"Les Wampas n'aiment pas Kyo. Les Wampas n’aiment pas la variété pourrie !"...
Victoires de la Musique 2004 . Le leader des Wampas - nominés dans la catégorie Révélation de l’année, alors qu’ils ont 20 ans de tournées et une dizaine d’albums au compteur ! - fait irruption et sidère d’entrée les gentils téléspectateurs - qui viennent d’élire les insipides Kyo - avant de balancer un set totalement destroy.
Un pur et dur ce Didier Wampas. Né Chappedelaine - c’est sûr, ça fait pas très punk - en 1962, c’est à une tribu d’hommes préhistoriques dans Rahan qu’il emprunte son pseudo. Wampas. C’était en 1983. Au temps de l’émergence du mouvement punk rock alternatif français, Satellites, Bérus, Mano, Parabellum…
Sauf que le Wampa, lui, il est toujours là. Fidèle à ses convictions ("Le rock, c’est tout à fond"), il a survécu aux turbulences. Car lui, la musique, il l’aborde comme une passion et non comme un métier. Père de famille, conducteur de métro à la RATP, Didier continue de se trouver étonné qu’on lui donne des sous pour s’éclater sur scène et faire des disques. Et quand il doit partir en tournée, il prend sur ses congés. C’est clair, c’est simple et ça prend pas la tête. Quant au groupe, vaudrait mieux en parler au pluriel, tant le turnover en son sein fut intense . Disons que Les Wampas, c’est Didier, avec des potes musicos autour. Basse-guitare-batterie, bien sûr. Pas de fioriture. Du vrai. Du dur.
Revenus bruyamment sur le devant de la scène en 2003 avec un album jubilatoire, tiré par le gros tube Manu Chao (près de 100 000 ex.) et une série de concerts complètement débridés, Les Wampas sont dorénavant bien en vue ; un véritable phénomène capable de remplir un Zénith ou de mettre en transe collective 80 000 pékins aux Vieilles Charrues ou même au Stade de France. On appelle ça le succès.

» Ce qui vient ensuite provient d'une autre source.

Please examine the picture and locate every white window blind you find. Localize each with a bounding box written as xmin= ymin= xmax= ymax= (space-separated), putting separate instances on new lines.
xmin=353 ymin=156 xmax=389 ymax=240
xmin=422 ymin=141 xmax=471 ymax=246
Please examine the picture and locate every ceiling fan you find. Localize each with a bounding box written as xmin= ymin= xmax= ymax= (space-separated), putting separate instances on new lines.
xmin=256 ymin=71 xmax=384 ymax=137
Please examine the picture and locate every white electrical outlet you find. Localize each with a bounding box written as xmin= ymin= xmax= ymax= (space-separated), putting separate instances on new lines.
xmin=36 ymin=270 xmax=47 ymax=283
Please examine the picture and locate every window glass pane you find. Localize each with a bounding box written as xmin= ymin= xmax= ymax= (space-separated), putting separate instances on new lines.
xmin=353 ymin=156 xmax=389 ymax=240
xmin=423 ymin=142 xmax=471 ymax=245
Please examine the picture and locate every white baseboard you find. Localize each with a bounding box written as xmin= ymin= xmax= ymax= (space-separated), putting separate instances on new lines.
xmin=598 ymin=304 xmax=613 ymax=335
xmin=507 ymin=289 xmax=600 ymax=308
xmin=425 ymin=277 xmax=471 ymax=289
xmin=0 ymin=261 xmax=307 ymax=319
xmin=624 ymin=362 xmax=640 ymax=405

En 2006, ce nouvel album sort, accompagné d’une ridicule polémique autour d’un morceau intitulé Chirac en prison… et dont la seule provocation réside dans le titre ; car le morceau, lui, est très rigolo et surtout pas "politique". Et pourtant… Il y a eu ceux - généralement à droite - qui se sont solennellement insurgés. Il y a eu ceux - généralement à gauche - qui ont religieusement applaudi. Il y a eu les télés (Canal+ notamment) et les radios qui ont immédiatement censuré. Et il y a moi qui dis : tous des abrutis ! Rien qu’une gentille déconnade de sale gamin ; avec un riff d’enfer, en plus. Car la méchanceté est inexistante chez Les Wampas. La malice, la naïveté, l’absurdité, la poésie (oui-oui, la poésie), l’humour, le délire, la folie : oui. Mais les messages cachés et les examens de conscience : jamais. Et c’est bien ça qui leur donne ce petit goût frais, tellement rare dans le milieu punk rock à la française.
Vachement enlevé, doté d’un son extra, de textes prétextes, "Rock’n’roll part 9" tonne, étonne et fait plaisir. On hoche la tête, on tape du pied, sourire entendu aux lèvres. D’emblée, sans analyse, sans chercher midi à quatorze heure ; parce que c’est pas sérieux. Et c’est ça qui fait du bien. Les Wampas ne se prennent pas au sérieux ; ils s’amusent ; et c’est en ça qu’ils sont épatants. Et c’est pour ça qu’ils sont si attachants.
Aujourd’hui, plus que jamais, on a besoin d’écouter (et de voir) les Wampas.